Segunda entrega de la visita guiada literaria de Nomi Pendzik, en la que aborda aspectos de la literatura de George R. R. Martin.
Por Nomi Pendzik
El novelista y guionista norteamericano George R. R. Martin (75) no necesita de grandes presentaciones. Baste con decir que es el autor de la famosa saga de fantasía épica Canción de hielo y fuego, que empezó a publicarse en 1996 —aún no está terminada: según su autor, faltan dos libros— y fue adaptada como serie para la cadena HBO por David Benioff y D. B. Weiss con el título de Juego de tronos, y emitida entre 2011 y 2019. En estas novelas, a partir de los recursos propios de las historias de aventuras, Martin ha creado y desarrollado un deslumbrante universo, una cosmogonía multiforme y al mismo tiempo muy coherente. La construyó sobre elementos propios del género de la fantasía medieval, sabiamente combinados en una complejísima trama, con intrigas políticas, personajes verosímiles y situaciones sobrenaturales. Un mundo de conflictos y traiciones en el que no se escatiman al lector ni la violencia ni la perversión. Y todo esto, presentado en escenas sumamente vívidas: Martin nos hace sentir que estamos viviendo cada circunstancia. Veamos un ejemplo tomado del capítulo 41 del segundo libro, Choque de reyes (Buenos Aires, Debolsillo, 2019; en traducción de Cristina Macía, Adela Ibáñez y Natalia Cervera).

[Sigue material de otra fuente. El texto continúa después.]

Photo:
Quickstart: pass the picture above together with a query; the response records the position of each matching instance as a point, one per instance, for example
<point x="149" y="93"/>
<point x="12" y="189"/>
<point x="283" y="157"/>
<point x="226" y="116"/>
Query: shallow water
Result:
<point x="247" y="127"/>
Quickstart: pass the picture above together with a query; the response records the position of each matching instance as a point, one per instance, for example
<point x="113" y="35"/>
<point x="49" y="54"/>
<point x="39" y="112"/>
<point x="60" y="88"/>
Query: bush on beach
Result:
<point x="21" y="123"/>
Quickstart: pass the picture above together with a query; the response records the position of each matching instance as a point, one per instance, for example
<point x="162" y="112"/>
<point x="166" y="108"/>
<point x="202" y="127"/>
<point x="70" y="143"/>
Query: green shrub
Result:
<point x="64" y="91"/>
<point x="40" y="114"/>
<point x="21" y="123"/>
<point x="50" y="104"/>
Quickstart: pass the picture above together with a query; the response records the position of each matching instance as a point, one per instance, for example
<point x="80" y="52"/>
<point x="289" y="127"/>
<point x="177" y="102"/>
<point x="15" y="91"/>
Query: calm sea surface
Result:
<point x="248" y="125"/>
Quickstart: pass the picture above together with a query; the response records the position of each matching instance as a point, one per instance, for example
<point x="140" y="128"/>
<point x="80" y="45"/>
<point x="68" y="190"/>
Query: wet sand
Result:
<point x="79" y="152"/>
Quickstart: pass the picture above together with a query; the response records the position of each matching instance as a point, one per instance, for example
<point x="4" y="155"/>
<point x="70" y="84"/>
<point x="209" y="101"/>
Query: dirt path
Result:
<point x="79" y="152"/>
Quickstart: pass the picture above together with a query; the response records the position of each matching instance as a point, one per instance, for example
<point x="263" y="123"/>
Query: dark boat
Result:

La escena que transcribimos transcurre en la ciudad llamada Desembarco del Rey, gobernada por el cruel y egoísta Joffrey Baratheon, quien es hijo de Cersei Lannister en incestuosa relación con su mellizo Jaime, cosa que nadie ignora en todos los reinos del Poniente, el continente ficticio en que transcurre gran parte de la historia. Los Lannister están inmersos en una feroz guerra por el trono contra otros reinos, y ya han sufrido algunas derrotas. Ese día, el rey Joffrey, su madre, su prometida Sansa Stark y una comitiva de la corte han ido al puerto a despedir a la princesa Myrcella, que navega hacia otro reino a afianzar vínculos con los aliados. Para volver al palacio, deben atravesar la ciudad. Y el pueblo, hambreado por la falta de suministros durante la guerra, y harto de las actitudes soberbias con que lo ningunean los despiadados Lannister, entra en rebelión. Vemos acá el contraste entre las preocupaciones de la corte y los problemas que enfrenta la gente común. Y comprendemos que el odio es la chispa que enciende el tumulto, y que deviene en una revuelta signada por horribles violaciones y muertes.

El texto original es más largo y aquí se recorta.